The Council for Responsible Nutrition-International (CRN-I) published two conference reports on the topics of healthy aging and preventive care. Dr. Griffiths is the lead author of “Measuring Health Promotion: Translating Science into Policy” published in the European Journal of Nutrition. He also co-authored “From Lifespan to Healthspan: The Role of Nutrition in Healthy Ageing” published in the Journal of Nutritional Science.

The reports comprise expert perspectives from the CRN-I session held at the Federation of European Nutrition Societies (FENS) 2019 meeting and CRN-I’s own 2019 symposium, held in conjunction with the Codex Committee on Nutrition and Foods for Special Dietary Uses (CCNFSDU) meeting.

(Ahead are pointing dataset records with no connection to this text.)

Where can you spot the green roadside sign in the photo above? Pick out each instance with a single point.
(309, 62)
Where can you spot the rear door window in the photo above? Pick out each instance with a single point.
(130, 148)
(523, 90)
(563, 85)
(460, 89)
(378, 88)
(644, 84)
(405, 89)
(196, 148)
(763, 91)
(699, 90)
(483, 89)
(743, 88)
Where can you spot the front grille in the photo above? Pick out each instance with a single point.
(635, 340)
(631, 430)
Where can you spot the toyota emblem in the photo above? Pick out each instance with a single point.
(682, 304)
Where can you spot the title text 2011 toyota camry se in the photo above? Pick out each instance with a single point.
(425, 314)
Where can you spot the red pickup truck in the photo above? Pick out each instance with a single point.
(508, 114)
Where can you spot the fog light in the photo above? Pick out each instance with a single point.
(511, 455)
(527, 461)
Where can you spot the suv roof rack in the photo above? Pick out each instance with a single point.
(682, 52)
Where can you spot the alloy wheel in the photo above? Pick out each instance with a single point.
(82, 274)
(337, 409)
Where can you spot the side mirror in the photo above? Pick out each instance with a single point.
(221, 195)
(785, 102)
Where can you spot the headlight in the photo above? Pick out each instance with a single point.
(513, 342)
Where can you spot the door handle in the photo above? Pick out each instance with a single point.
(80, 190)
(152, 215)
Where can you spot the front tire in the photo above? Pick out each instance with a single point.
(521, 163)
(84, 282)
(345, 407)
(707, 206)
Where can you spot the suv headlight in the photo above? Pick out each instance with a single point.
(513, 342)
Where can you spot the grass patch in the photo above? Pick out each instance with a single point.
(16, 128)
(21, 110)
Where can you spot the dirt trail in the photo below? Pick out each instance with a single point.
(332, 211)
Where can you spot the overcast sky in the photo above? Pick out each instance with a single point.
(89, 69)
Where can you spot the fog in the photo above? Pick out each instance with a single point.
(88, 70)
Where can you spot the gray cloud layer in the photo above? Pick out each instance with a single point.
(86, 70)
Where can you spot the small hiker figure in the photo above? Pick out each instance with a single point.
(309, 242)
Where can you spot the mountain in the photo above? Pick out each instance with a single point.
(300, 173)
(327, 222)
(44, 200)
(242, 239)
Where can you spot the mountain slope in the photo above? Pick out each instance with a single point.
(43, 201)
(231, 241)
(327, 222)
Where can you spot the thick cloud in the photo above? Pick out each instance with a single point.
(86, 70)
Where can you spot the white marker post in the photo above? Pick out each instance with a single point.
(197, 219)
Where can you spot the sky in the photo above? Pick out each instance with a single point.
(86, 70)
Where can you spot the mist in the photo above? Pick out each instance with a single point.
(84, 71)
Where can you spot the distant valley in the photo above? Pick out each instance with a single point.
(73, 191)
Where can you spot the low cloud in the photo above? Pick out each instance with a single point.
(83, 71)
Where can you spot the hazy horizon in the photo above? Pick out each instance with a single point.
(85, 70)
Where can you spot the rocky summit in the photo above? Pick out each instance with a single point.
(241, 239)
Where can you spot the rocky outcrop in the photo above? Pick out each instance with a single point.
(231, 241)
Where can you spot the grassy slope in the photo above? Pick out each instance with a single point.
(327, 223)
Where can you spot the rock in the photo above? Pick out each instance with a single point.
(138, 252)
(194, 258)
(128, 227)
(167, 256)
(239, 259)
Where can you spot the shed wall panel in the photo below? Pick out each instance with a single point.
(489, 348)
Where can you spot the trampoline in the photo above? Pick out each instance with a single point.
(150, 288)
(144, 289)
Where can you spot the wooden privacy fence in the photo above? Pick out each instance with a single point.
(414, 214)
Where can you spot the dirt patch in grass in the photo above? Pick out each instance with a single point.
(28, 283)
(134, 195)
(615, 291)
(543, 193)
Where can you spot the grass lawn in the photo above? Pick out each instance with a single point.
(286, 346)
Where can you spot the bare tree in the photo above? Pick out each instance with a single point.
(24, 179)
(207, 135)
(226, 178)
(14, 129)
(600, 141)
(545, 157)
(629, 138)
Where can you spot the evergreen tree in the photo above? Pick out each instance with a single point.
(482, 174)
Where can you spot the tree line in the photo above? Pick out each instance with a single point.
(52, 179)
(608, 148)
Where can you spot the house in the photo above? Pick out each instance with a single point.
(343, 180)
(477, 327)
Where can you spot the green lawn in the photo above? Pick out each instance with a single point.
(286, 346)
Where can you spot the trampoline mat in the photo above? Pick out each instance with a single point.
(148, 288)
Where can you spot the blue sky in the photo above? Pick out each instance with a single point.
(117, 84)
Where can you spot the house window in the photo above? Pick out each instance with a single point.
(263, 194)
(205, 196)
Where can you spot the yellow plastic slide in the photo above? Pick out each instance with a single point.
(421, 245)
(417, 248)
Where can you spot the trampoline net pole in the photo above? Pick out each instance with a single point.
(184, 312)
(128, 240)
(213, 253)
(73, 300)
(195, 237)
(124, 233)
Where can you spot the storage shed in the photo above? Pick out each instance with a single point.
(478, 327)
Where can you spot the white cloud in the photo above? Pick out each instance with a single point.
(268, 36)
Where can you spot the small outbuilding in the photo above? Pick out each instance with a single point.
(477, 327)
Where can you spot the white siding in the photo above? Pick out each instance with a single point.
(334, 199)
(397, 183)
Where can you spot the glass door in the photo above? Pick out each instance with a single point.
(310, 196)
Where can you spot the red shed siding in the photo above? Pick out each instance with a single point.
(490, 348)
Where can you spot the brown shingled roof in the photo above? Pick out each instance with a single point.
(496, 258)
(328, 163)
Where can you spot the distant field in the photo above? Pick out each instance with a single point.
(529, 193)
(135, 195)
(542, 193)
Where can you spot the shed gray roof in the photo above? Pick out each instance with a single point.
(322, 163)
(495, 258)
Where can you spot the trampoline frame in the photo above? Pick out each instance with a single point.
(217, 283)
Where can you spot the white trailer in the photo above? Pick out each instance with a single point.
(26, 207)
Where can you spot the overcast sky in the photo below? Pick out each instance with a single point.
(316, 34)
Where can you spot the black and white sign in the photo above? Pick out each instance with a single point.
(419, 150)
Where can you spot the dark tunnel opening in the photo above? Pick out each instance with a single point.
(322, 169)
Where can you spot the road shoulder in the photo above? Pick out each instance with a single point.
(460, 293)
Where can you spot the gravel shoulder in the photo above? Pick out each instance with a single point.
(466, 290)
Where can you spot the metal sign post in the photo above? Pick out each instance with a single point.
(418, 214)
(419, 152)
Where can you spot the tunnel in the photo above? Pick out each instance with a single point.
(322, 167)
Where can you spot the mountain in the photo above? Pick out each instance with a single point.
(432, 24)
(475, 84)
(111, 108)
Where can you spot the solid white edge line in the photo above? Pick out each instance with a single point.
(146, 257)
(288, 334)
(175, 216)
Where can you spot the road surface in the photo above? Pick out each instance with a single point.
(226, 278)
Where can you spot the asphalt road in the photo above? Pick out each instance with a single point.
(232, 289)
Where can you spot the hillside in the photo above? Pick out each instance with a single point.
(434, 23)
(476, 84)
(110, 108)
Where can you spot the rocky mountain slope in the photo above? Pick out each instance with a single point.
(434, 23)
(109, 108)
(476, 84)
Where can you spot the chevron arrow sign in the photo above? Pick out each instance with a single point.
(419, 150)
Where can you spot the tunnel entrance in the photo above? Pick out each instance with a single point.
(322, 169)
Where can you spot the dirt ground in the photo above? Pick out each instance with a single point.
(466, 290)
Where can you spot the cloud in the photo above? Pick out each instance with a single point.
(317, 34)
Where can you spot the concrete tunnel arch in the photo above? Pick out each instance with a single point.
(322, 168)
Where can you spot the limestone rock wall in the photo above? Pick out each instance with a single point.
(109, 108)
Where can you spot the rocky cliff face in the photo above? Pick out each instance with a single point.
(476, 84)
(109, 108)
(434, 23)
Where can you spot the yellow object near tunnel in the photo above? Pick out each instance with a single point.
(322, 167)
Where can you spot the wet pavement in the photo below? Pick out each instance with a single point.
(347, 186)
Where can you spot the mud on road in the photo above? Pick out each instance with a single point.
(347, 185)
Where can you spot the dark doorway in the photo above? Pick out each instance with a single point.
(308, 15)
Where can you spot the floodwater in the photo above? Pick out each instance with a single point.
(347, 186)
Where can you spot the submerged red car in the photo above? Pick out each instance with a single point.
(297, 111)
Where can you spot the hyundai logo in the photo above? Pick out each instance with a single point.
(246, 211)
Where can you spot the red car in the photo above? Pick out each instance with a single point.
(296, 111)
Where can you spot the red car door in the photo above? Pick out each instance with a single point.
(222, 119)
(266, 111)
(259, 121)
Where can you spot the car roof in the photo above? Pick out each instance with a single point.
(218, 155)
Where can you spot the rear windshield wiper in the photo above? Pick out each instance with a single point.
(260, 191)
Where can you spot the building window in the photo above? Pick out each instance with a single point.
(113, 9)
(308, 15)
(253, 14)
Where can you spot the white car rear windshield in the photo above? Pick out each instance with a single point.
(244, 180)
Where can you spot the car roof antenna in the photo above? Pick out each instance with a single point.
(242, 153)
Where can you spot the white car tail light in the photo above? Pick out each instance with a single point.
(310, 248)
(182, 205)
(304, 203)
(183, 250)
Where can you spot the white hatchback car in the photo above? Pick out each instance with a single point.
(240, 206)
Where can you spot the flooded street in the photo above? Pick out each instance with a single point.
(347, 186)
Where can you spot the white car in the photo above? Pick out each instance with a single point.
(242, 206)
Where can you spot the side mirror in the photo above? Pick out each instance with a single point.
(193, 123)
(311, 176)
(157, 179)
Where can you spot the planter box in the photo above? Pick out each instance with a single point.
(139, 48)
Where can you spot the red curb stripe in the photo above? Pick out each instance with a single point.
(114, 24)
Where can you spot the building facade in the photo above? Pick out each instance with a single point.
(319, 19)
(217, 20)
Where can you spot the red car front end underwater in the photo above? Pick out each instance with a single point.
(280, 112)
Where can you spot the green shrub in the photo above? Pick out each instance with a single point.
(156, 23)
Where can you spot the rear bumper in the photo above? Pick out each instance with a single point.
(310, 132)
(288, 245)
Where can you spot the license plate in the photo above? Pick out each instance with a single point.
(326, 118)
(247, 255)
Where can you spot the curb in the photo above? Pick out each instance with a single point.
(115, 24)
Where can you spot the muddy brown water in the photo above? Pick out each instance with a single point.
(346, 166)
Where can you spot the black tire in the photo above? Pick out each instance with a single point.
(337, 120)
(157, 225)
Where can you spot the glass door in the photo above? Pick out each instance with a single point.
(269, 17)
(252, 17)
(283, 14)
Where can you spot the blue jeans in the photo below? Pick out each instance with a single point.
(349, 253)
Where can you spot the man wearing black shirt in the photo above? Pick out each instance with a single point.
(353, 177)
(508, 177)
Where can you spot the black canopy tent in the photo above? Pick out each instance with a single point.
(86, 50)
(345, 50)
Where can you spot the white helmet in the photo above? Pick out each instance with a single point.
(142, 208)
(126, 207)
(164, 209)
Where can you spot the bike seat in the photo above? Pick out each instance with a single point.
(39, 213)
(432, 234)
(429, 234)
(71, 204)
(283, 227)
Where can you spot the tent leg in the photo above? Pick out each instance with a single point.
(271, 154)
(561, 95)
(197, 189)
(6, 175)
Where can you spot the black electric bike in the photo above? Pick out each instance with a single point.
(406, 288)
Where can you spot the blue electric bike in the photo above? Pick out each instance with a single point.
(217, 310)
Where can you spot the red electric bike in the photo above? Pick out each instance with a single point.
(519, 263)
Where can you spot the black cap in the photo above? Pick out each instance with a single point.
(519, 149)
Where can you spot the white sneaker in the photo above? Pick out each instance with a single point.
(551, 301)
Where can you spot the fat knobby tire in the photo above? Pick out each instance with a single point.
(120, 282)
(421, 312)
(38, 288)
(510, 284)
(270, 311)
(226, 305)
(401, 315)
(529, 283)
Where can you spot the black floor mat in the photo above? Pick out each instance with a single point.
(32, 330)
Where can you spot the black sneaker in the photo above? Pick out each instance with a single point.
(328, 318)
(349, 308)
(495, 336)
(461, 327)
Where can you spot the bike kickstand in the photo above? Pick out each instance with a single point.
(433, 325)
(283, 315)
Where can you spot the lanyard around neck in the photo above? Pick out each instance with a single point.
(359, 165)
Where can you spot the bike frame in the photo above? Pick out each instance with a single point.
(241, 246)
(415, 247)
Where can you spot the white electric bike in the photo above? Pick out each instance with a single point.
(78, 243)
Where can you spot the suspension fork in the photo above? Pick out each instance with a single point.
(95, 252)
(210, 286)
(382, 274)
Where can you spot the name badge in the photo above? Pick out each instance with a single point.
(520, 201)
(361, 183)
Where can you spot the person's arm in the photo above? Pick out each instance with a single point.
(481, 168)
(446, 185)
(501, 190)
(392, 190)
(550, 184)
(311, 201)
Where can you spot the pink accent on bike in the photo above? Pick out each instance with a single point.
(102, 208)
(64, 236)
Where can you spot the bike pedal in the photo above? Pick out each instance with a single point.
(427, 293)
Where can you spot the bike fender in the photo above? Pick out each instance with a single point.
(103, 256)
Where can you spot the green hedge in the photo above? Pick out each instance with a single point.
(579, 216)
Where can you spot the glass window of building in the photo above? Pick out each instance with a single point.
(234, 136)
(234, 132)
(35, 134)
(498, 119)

This is the tenth scientific symposia proceedings that CRN-I has published, Dr. Griffiths details. Each has contributed to further discussion on bioactive nutrients, optimal nutrition, healthy aging, and most recently, health promotion.

“With relationships developed with academia, the World Health Organization, Codex Alimentarius and the international delegations who attend, there is hope that the tide will turn when a sufficient groundswell of published scientific data and independent recommendations are available to policymakers who do what is best for the constituents to whom they are responsible,” he concludes.